Dozens of public figures have joined the discussion, sharing personal stories of what they faced in a number of fields. In Springfield last week, an open letter posted online shared examples of misbehavior in our state capital and among lawmakers. A victim rights advocate this week accused a state senator of misbehavior.
Perpetrators mostly have been unnamed but — as in Hollywood — it seems those closest to the action heard the rumors and worked together to shield others, but took no formal action.
Democratic House Speaker Michael Madigan has introduced a measure to require sexual harassment training for government officials and to publish the names of those who don't comply. A vote is expected next week on the measure, which would amend the state's ethics law.
Harassment, abuse, assault and rape are difficult topics to discuss. The dividing line is straight-forward between what is acceptable behavior and what is not: "No'' means "no."
Don't touch without permission; report unwanted or unacceptable behavior or speech; and punish those who break the rules.
In public discussion, heads shake in disgust and nod in agreement. Few take recognizable and immediate action.

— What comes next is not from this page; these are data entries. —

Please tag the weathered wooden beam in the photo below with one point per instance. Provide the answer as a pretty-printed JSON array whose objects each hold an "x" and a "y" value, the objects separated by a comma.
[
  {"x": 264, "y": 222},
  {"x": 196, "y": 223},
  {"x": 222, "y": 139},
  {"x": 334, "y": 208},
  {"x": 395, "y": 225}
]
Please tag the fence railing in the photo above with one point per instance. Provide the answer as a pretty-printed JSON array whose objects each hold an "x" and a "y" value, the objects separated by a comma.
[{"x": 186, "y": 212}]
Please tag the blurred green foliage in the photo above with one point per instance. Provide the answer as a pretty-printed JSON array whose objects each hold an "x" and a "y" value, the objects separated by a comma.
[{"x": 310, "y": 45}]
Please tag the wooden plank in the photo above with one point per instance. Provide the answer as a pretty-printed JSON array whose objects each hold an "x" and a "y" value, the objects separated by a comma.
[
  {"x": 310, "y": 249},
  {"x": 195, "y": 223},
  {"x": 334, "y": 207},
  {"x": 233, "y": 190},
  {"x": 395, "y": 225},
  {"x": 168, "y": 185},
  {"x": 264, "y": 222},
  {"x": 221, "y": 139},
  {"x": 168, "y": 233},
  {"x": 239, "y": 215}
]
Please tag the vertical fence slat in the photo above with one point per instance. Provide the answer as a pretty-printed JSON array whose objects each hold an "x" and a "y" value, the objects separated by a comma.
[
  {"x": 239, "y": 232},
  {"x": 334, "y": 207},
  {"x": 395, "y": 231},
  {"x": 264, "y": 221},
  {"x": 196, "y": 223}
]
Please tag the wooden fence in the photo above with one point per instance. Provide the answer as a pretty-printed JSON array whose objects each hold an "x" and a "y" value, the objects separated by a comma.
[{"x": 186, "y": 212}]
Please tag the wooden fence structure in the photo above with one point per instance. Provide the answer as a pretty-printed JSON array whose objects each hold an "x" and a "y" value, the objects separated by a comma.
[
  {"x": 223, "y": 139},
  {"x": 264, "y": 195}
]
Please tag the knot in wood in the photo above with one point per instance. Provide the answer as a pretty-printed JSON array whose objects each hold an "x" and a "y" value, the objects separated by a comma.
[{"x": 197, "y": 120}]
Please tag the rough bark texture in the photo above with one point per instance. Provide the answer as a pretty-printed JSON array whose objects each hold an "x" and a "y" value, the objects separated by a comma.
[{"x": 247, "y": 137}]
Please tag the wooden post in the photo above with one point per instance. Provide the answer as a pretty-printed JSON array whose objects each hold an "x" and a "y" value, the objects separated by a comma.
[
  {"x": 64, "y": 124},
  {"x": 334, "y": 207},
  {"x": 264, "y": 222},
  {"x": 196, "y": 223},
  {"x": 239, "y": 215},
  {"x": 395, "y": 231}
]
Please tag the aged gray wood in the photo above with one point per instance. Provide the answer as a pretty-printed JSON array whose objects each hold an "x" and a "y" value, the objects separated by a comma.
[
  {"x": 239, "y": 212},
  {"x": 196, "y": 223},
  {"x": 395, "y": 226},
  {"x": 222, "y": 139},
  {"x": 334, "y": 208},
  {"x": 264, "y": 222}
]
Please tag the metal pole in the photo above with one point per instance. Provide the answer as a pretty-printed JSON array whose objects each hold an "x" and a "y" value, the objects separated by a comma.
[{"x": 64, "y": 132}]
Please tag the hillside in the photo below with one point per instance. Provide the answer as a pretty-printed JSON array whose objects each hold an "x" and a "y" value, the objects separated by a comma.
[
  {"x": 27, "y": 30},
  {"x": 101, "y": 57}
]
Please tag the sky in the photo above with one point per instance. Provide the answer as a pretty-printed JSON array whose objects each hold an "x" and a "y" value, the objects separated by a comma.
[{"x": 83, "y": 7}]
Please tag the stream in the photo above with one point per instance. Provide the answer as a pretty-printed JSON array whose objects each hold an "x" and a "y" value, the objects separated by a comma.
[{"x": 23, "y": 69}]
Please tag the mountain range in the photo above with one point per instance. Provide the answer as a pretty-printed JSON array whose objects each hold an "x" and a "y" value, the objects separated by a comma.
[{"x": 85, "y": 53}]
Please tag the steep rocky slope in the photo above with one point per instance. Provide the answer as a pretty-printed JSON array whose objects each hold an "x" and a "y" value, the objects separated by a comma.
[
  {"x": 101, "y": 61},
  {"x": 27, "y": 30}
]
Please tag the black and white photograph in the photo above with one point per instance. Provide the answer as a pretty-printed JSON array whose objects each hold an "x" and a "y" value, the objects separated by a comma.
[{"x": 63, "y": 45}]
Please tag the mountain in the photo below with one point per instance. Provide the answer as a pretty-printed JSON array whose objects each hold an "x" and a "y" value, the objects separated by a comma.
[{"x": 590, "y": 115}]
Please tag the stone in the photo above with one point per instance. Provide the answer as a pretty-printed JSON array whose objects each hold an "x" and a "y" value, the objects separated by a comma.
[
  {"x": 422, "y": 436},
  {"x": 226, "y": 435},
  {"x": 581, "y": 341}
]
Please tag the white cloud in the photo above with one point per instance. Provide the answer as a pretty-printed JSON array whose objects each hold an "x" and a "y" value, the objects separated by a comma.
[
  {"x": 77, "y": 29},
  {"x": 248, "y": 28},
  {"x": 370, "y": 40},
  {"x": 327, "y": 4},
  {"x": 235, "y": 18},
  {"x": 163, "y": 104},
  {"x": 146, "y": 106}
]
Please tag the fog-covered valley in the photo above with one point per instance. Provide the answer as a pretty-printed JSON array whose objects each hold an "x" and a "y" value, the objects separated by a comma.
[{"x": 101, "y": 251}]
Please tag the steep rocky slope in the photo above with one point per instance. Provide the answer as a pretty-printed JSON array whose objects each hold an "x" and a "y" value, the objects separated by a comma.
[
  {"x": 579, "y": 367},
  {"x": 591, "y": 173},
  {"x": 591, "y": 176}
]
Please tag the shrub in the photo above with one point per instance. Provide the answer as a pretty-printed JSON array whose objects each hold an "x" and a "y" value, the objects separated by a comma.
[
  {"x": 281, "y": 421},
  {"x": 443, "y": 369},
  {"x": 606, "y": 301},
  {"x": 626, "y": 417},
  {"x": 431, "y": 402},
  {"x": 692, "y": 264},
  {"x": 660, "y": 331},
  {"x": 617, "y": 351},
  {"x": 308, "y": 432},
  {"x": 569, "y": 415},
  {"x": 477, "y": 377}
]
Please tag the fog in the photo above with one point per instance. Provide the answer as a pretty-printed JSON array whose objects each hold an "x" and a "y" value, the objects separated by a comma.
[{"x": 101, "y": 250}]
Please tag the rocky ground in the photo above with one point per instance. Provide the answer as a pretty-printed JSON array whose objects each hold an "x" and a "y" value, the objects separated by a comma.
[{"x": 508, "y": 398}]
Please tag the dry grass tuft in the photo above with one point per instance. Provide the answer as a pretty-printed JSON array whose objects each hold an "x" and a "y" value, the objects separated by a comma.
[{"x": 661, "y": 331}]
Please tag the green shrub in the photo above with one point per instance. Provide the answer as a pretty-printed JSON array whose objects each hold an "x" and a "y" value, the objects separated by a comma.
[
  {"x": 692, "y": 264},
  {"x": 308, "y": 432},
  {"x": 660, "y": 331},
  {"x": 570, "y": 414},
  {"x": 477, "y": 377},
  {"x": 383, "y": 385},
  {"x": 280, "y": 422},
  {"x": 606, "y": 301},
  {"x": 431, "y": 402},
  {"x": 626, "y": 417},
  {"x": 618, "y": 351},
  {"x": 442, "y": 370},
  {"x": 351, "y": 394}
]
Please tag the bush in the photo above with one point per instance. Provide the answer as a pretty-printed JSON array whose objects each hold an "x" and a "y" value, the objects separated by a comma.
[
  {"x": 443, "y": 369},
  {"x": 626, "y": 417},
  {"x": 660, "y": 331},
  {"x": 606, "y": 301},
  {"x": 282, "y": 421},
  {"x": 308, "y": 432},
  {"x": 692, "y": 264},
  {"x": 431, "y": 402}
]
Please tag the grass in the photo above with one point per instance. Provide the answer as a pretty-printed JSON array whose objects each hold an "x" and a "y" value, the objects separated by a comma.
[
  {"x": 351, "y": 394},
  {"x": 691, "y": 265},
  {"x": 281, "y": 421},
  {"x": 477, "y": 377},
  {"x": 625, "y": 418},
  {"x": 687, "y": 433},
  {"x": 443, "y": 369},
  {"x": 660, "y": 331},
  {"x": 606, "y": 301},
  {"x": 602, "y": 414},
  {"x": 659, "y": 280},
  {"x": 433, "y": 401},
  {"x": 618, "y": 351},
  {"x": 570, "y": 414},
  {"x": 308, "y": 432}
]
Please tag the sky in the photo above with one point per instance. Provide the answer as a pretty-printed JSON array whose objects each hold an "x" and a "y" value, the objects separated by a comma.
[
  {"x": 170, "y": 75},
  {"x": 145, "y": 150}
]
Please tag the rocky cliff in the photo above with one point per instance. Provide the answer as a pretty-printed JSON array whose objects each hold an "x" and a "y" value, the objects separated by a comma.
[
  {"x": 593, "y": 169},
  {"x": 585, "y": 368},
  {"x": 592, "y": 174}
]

Not only must we hold offenders accountable, but victims must feel free to speak up without shame. Leaders must take quick steps to ensure thorough training, accountability and punishment. Prosecutors must listen carefully and act seriously.
We must all be role models of good behavior, teaching the difference between right and wrong, and that speaking up is not a crime. Most importantly, we must punish bad behavior.
As Dontae Latson, president/CEO of YWCA of McLean County wrote in a recent commentary for The Pantagraph, "We cannot allow our discomfort to keep us in a place of inaction. Inaction is unacceptable."